I’d just shut-down the computer and was about to rush off for the train when the phone rang. Reluctantly I picked it up, but I’m glad I did.
It was Maurice Newman, a luminary of the Australian business community. He was the former chair of the Australian Stock Exchange, former executive chairman of Deutsche Bank in Australia, former chair of the ABC, and nominated to be the chair of a future Abbott Government’s Business Advisory Council.
He’s also an outspoken doubter of global warming.
The most recent example of his views being an article published in The Australian a few days ago. It suggests that a large number of climate scientists are deliberately misleading people in pursuit of a political agenda.

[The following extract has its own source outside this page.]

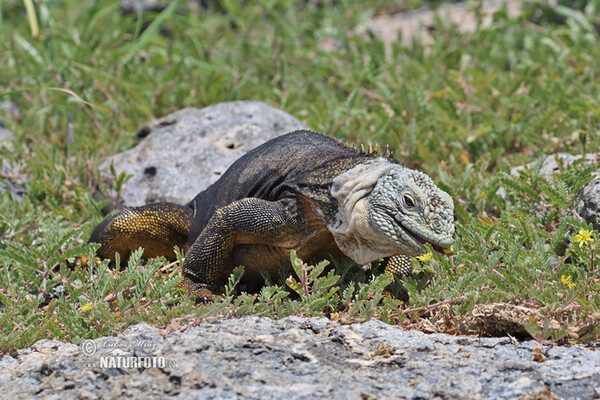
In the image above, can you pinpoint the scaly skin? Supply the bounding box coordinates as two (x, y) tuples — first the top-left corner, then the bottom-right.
(90, 131), (454, 297)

Newman was calling because he felt he’d been mischaracterised in an article in Climate Spectator. Newman said he was genuinely “agnostic” about whether global warming was occurring back in 2010 when, as chair of the ABC, he accused the media of group-think on climate change.
I found that incredibly hard to believe. Just a few years later in 2012 he was publicly accusing large numbers of climate scientists as being more like priests than honest scientists.
What followed was a long and exceedingly pleasant chat between two people with a genuine concern for the best interests of society as a whole.
We both fervently disagree with each other. But not once did I consider that Newman’s motives were driven by his own bank account, or that he was some kind of fossil fuel stooge.
Newman’s experience at the Australian Stock Exchange (when it was a quasi-regulator), and also company stock analysis at Deutsche Bank, had taught him the importance of being sceptical. Working in these roles one would encounter senior businessmen in positions of considerable authority trying to deceive and hoodwink investors.
To guard against such deceptive behaviour, Newman had learnt to never take it on authority that something is true. Instead you need to look at the underlying data.
I have to say I take a similar view when it comes to the world of business. Business is not about the pursuit of truth, it’s about the pursuit of money. Even where this might come at the expense of someone else’s gullibility.
So when a Russian hacker released emails that were claimed to show respected climate scientists had fabricated or manipulated data to indicate global warming, Newman’s sceptical eye was aroused. For Newman the clincher is that he looks at the temperature data of the last 15 years and sees temperature rise has stalled, while CO2 levels have continued to rise. Surely this means global warming is bunk.
In addition he notes flaws in the IPCC’s fourth assessment report. He cites the statement that the Himalayan Glaciers would disappear by 2035; and dire claims about Brazil’s rainforests that were sourced from a publication produced by the green group WWF.
Where Newman is from – the financial world – mass delusions and deceptions driven by greed have occurred repeatedly. The dot com tech wreck bubble, the recent sub-prime mortgage meltdown, and further back, the 1929 Great Crash provide precedents where large numbers of people, all driven by a common financial interest, act in concert to perpetuate a mistaken belief. And a powerful few also deliberately cover up information that would reveal the belief to be mistaken, because it would bring them undone.
Newman told me that subsequent to him making the speech to ABC journalists about group think, he was subject to vociferous abuse, some of it from scientists. Scientists shouldn’t be sending such abuse, he said, they should be objective. This just reinforced to him that there was something amiss.
Out of this conversation it was agreed that he’d write a piece for Climate Spectator, giving his point of view why global warming was a scam.
After seeing the incredible accusations contained within his article, and knowing that there were counter arguments backed by credible evidence, I felt it needed to be published with a counter perspective.
Unfortunately Newman was unwilling to accept this, and so his article ran in The Australian instead.
I’ve elected to still publish the counter perspective by John Cook today, and I recommend you read both articles.
Newman is an intelligent and well-intentioned person.
But I do wish he’d make the effort to engage with some of the incredibly intelligent, hard working, earnest and underpaid scientists that are out in the field, undertaking the research that suggests humans are changing the climate.
These are the people who brave the Antarctic and Arctic cold; the people who deal with mind-numbingly detailed streams of data and computer code; and the people collecting painstaking records of animal and plant distributions and behaviour, as some examples.
My request would be that he just listen to them, hear about how they do their job, and the effort they go to in controlling for bias and ensuring data accuracy.
Then once he’s heard about how they do their job, ask them whether they think humans are changing the climate and why.
I’d also like him to ask them how much they get paid and what motivates them to do their job.
Then I’d like him to reflect on how this is different to the remuneration and motivations of staff who played a large part in the sub-prime mortgage meltdown.